Organizational mandatory (OM) yang kemudian diterjemahkan menjadi tugas dan fungsi organisasi, selanjutnya diiris menjadi program-program teknis sebagai pertanggungjawaban atas pelaksanaan OM-nya. Selain itu, OM pun menjadi dasar dari karakter manajemen organisasi tersebut.
Kita akan mendiskusikan tentang organizational mandatory di halaman lainnya, tapi disini kita kupas tentang mengapa sebuah kementerian, semisal Kementerian Agama, memilih manajemen organisasinya dalam format sentralistik dan bagaimana sesungguhnya cara kerja sentralisasi manajemen organisasi itu.
Mandat bagi kementerian agama adalah pengelolaan kehidupan keagamaan. Dengan mandat itu, maka agama adalah fokus subyek bagi kementerian ini. Tidak mudah? jelas, karena agama adalah seperangkat keyakinan, konsep, perspektif, dan praktek kehidupan yang dimensinya berpendar ke seluruh aspek kehidupan kemanusiaan pada semua konteks dan perannya.

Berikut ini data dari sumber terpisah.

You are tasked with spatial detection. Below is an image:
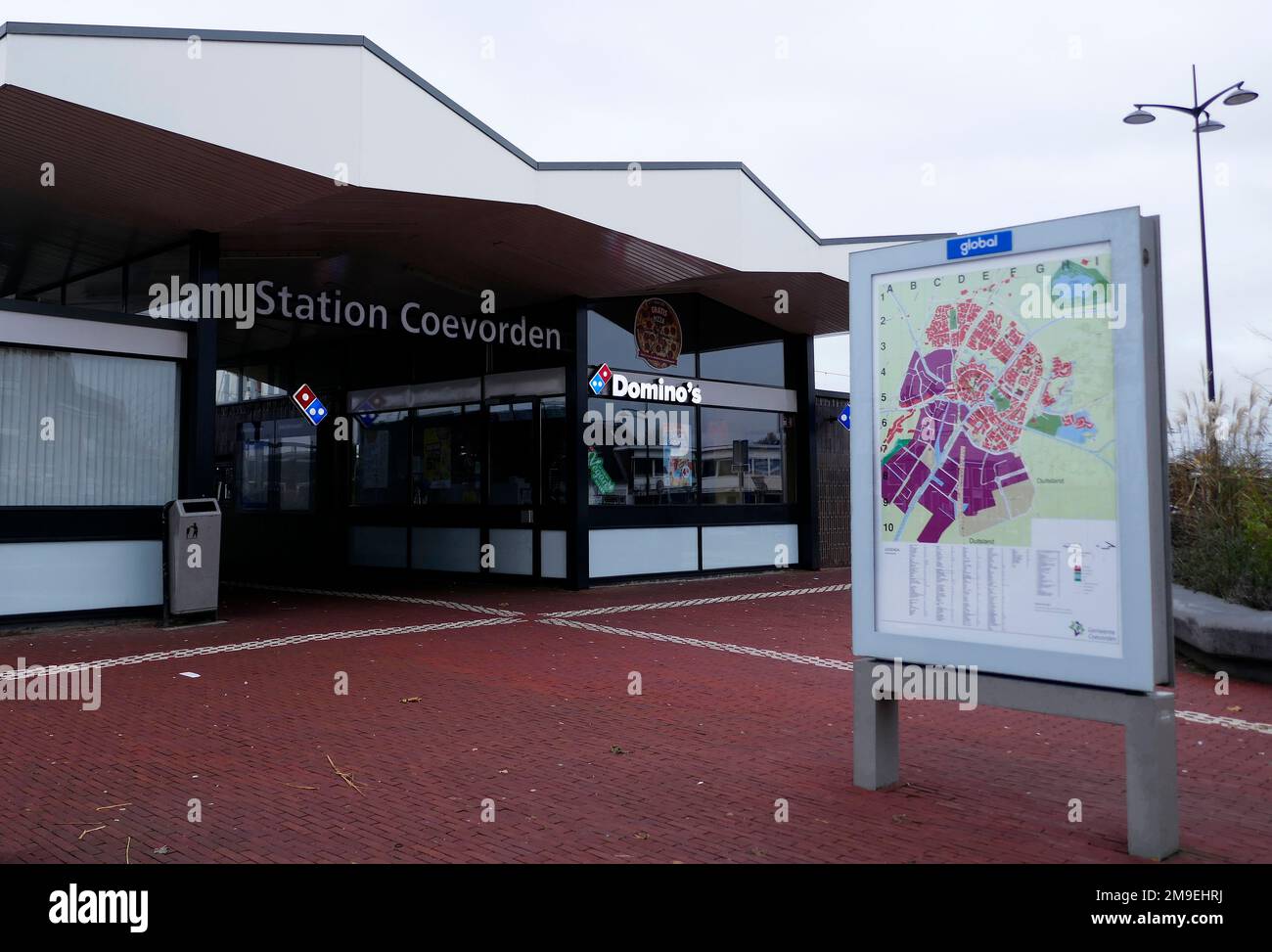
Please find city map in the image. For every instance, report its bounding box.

Tidak ada aspek kehidupan kemanusiaan dan kemasyarakatan yang tidak ada rujukannya pada agama karena agama adalah pedoman hidup dengan berbagai aspeknya. Pada konteks Indonesia, agama merupakan urat nadi bangsa ini.
Gerakan perlawanan perjuangan pra-kemerdekaan menyeruak di seluruh pelosok nusantara, faktor keagamaan acapkali menjadi pemicu utama. Pada saat rumusan bentuk negara, agama pun diletakan sebagai salah satu prinsip dasar berbangsa dan bernegara. Pada saat prosesi kemerdekaan, kembali agama menempati posisi penting sebagai bagian dari variable core kemerdekaan.
Agama tidak akan pernah absen pada setiap episode kesejarahan bangsa ini; seperti apa potret kehidupan keagamaan kita, akan seperti itu pula peta nasional tergambar.
Kementerian Agama dibidani tidak setelah rancang-bangun negara ini ditetapkan. Gagasan tentang pengelolaan negara pada tema agama dirumuskan pada saat merancang bentuk Indonesia, bukan setelahnya. Bahkan konvensi luhur tentang positining agama pada pembentukan negara ini menjadi energi utama yang memastikan kebersatuan dalam keberbedaan.
Sejarah mencatat bahwa salah satu konvensi penting dalam perumusan negara-bangsa ini adalah kesepakatan agar keberbedaan agama dihormati, dihargai, bahkan dijadikan bahan dasar tegak berdirinya Indonesia. Umat mayoritas melindungi yang minoritas, demikain sebaliknya umat minoritas menghargai yang mayoritas.
Pada level ini, institusionalisasi manajemen agama di Indonesia dihadirkan untuk memastikan kebebasan beragama dengan tetap menjaga toleransi atas prinsip-prinsip kebhinnekaan yang menjadi eksistensi kita sebagai negara-bangsa.
Kementerian Agama hadir untuk menjalankan misi besar ini; pengelolaan tatanan kehidupan keagamaan dalam konteks bhinneka tunggal ika. Lalu pola manajemen apa yang paling mendasar untuk kementerian ini?
Sentralisasi manajemen, sudah benar dan tepat dipilih oleh Kementerian Agama. Pemilihan pola manajemen sentralistik pada urusan agama diarahkan untuk menggaransi agar peran pemerintah pada urusan agama terintegrasi, menyeluruh, dan berbasis cara pandang nasional yang berlandaskan pada cita bhinneka tunggal ika.
Core point per-hari ini adalah apakah manajemen sentralistik pada urusan agama itu sudah terpahami dan terimplementasi dengan baik dan tepat, oleh pengelolanya maupun publik?